The official Bahrain News Agency described the blasts as an "act of terrorism."
Anti-government factions in Bahrain have used homemade bombs in the past, including a blast that killed a policeman last month in a mostly Shiite village. But the latest attack suggests an expanding campaign of violence because of the scope of the bombings and their placement scattered throughout the heart of the capital, including one area of restaurants and nightlife popular with Westerners.
On Wednesday, foreign ministers from the Gulf Cooperation Council plan to meet in Bahrain to discuss regional issues, including Bahrain's tensions and growing clashes in Kuwait between security forces and an opposition led by Islamists.
Bahrain's Western allies have urged for renewed efforts at dialogue to ease the crisis, but opposition groups insist that talks cannot move forward unless the monarchy is willing to make greater concessions to loosen its hold on the country's affairs. Bahrain's leaders have so far made reforms that include transferring more oversight powers to the elected parliament.
Shiites comprise about 70 percent of Bahrain's 525,000 citizens, but claim they face systematic discrimination such as being blocked from top political and security posts.

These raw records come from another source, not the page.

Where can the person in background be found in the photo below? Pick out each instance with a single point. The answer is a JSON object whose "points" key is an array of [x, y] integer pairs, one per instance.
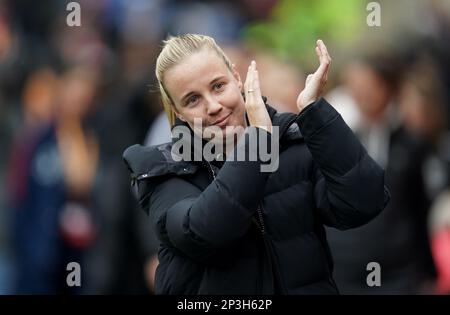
{"points": [[397, 239]]}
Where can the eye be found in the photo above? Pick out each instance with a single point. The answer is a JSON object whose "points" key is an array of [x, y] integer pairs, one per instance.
{"points": [[192, 100], [218, 86]]}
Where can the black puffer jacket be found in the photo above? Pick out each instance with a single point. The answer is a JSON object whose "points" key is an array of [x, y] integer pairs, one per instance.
{"points": [[232, 229]]}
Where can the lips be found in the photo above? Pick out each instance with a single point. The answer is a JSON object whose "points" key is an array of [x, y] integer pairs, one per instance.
{"points": [[222, 122]]}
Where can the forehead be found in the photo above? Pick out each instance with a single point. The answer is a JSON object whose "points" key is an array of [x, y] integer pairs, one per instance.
{"points": [[194, 72]]}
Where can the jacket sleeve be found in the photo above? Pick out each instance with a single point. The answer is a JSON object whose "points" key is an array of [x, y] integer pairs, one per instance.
{"points": [[349, 184], [199, 222]]}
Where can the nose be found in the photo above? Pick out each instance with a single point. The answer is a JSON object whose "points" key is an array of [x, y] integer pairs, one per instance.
{"points": [[213, 107]]}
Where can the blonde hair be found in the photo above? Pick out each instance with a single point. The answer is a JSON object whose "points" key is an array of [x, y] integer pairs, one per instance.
{"points": [[174, 50]]}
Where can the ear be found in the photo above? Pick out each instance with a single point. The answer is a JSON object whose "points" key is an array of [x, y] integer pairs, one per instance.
{"points": [[236, 75], [177, 113]]}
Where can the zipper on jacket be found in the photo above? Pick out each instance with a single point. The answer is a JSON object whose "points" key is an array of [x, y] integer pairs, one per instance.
{"points": [[210, 170], [261, 220]]}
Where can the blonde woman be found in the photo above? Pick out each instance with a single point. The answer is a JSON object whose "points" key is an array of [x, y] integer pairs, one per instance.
{"points": [[224, 225]]}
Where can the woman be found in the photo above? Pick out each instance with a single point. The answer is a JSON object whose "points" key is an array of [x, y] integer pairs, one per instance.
{"points": [[226, 227]]}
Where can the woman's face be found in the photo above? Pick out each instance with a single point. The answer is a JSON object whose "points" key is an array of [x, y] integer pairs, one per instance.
{"points": [[202, 87]]}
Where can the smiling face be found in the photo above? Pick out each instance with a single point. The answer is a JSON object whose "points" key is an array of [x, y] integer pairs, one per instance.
{"points": [[202, 87]]}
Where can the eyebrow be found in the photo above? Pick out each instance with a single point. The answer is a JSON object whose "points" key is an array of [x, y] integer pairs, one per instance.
{"points": [[183, 99]]}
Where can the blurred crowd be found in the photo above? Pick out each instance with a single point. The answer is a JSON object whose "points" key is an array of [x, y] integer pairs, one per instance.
{"points": [[73, 98]]}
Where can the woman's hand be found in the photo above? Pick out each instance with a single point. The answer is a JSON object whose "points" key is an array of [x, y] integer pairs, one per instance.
{"points": [[254, 105], [315, 82]]}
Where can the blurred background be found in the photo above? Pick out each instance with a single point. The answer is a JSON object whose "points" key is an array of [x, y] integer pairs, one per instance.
{"points": [[73, 98]]}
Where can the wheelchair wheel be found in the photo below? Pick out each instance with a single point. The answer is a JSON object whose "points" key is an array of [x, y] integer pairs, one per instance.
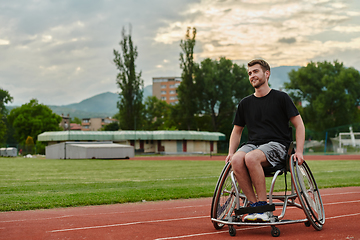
{"points": [[223, 202], [308, 193]]}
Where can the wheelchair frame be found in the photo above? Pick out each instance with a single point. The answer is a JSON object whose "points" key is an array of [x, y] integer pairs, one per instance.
{"points": [[226, 208]]}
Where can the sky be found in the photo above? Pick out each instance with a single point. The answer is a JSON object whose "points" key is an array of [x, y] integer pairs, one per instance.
{"points": [[61, 52]]}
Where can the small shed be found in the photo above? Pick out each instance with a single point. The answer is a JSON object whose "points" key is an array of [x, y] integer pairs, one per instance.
{"points": [[8, 152], [89, 150], [163, 142]]}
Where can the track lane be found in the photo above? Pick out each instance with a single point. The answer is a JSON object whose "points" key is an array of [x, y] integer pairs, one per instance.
{"points": [[176, 219]]}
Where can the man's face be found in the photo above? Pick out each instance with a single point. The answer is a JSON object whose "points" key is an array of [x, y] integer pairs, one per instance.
{"points": [[257, 76]]}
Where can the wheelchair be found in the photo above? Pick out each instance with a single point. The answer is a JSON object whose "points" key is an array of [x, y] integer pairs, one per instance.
{"points": [[229, 204]]}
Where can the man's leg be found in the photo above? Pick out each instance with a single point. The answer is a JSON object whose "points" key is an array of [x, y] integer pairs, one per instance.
{"points": [[255, 161], [242, 175]]}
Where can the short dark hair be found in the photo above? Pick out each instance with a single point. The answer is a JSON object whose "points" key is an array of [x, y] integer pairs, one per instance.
{"points": [[264, 65]]}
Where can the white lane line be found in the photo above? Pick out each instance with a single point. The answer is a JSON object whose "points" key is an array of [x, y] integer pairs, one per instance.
{"points": [[208, 233], [340, 216], [148, 210], [331, 194], [161, 220], [249, 228], [96, 214], [341, 202], [126, 224], [37, 219]]}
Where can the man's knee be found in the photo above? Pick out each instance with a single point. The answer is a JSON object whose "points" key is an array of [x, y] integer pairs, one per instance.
{"points": [[237, 161], [255, 158]]}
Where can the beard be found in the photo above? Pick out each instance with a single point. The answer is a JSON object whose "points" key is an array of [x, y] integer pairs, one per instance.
{"points": [[259, 83]]}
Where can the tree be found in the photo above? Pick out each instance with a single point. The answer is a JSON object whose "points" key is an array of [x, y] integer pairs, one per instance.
{"points": [[4, 98], [331, 94], [220, 85], [186, 91], [29, 144], [131, 85], [31, 119]]}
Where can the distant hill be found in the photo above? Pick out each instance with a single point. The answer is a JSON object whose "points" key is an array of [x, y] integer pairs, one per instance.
{"points": [[104, 104], [101, 105]]}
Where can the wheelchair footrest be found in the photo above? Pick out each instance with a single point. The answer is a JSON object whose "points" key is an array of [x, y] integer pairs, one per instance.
{"points": [[258, 209]]}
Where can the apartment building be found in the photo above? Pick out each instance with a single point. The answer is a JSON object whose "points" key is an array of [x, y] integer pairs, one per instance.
{"points": [[164, 88], [95, 124], [65, 122]]}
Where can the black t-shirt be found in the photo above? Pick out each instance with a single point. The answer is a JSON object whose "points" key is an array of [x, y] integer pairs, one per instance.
{"points": [[267, 118]]}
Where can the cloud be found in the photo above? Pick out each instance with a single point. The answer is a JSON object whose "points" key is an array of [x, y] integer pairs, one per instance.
{"points": [[287, 40], [263, 28], [62, 51]]}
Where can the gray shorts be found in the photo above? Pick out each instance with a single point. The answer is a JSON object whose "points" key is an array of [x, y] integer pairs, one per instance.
{"points": [[275, 152]]}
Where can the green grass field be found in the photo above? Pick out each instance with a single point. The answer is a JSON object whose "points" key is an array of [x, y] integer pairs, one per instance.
{"points": [[41, 183]]}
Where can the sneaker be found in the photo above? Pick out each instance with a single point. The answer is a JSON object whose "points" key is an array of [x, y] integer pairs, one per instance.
{"points": [[257, 217], [251, 217], [262, 217]]}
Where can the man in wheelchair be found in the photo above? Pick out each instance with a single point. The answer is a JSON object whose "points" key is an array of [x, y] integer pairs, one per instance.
{"points": [[266, 113]]}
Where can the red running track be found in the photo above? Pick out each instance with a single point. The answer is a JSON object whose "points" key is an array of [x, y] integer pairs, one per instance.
{"points": [[176, 219]]}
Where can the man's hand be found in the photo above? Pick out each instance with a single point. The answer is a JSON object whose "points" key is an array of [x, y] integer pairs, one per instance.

Last week, the US State Department issued unusually harsh criticism against ally Bahrain after its decision to outlaw all public demonstrations. Previously, officials in Bahrain had permitted some protest marches, but most clashes have occurred outside the authorized rallies.
"The decision to curb these rights is contrary to Bahrain's professed commitment to reform and will not help advance national reconciliation nor build trust among all parties," said State Department spokesman Mark Toner.